Mi voltai verso la piazza e scorsi Maksim Maksimyc che correva a perdifiato... Alcuni istanti dopo era già accanto a noi; respirava a stento, grondava sudore, ciocche bagnate di capelli grigi che gli spuntavano di sotto il berretto gli si erano appiccicate sulla fronte, gli tremavano le ginocchia... avrebbe voluto gettarsi al collo di Pecorin, ma questi, abbastanza freddamente, sebbene con un sorriso affabile, gli tese la mano. Il capitano per un attimo rimase interdetto, ma poi la afferrò avidamente con entrambe le sue: non era ancora in grado di parlare.
"Come sono contento, caro Maksim Maksimyc. Be', come state?" disse Pecorin.
"E... tu... e voi?", farfugliò il vecchio con le lacrime agli occhi... "quanti anni... da quanto tempo... dove siete diretto?..."
"Vado in Persia e poi più oltre..."
"Possibile che partiate subito?... Ma aspettate, carissimo!... Possibile che dobbiamo separarci subito? Non ci vediamo da tanto tempo..."
"Devo andare, Maksim Maksimyc", fu la risposta.
"Mio Dio, mio Dio! Ma dove andate tanto di fretta?... Avrei tante cose da dirvi... Tante cose da domandarvi... Vi siete dunque congedato?... Come mai?... Cosa avete fatto?...".
"Mi annoiavo!", rispose Pecorin sorridendo.

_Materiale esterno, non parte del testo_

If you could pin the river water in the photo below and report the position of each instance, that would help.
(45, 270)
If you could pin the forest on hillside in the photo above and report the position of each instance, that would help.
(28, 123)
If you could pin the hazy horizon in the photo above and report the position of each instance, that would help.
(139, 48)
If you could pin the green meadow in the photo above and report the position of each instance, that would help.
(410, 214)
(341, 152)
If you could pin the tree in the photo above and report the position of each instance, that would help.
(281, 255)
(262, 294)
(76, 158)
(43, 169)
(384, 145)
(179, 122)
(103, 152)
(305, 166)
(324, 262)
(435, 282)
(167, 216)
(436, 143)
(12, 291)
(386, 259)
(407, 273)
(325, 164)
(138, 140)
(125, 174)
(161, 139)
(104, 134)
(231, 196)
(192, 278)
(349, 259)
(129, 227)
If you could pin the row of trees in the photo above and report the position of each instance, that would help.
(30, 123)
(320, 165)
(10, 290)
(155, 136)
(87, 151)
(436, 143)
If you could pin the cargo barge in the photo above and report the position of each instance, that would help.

"Vi ricordate la nostra vita alla fortezza?... Splendido posto per la caccia!... Eravate un cacciatore appassionato... E Bela?..."
Pecorin impallidì impercettibilmente e voltò la faccia dall'altra parte...
"Sì, ricordo!", replicò quasi subito con uno sbadiglio forzato...
Maksim Maksimyc si diede a implorarlo di rimanere con lui altre due ore. "Faremo un pranzo magnifico", diceva, "ho due fagiani e il kachetìnskoe qui è splendido... si capisce non è come in Georgia, ma è di prima qualità... Parleremo un po'... mi racconterete della vostra vita a Pietroburgo... Eh?...".
"Non ho davvero niente da raccontare, caro Maksim Maksimyc... Addio, devo andare,,, Vado di fretta... Vi ringrazio di non avermi dimenticato...", aggiunse prendendolo per la mano.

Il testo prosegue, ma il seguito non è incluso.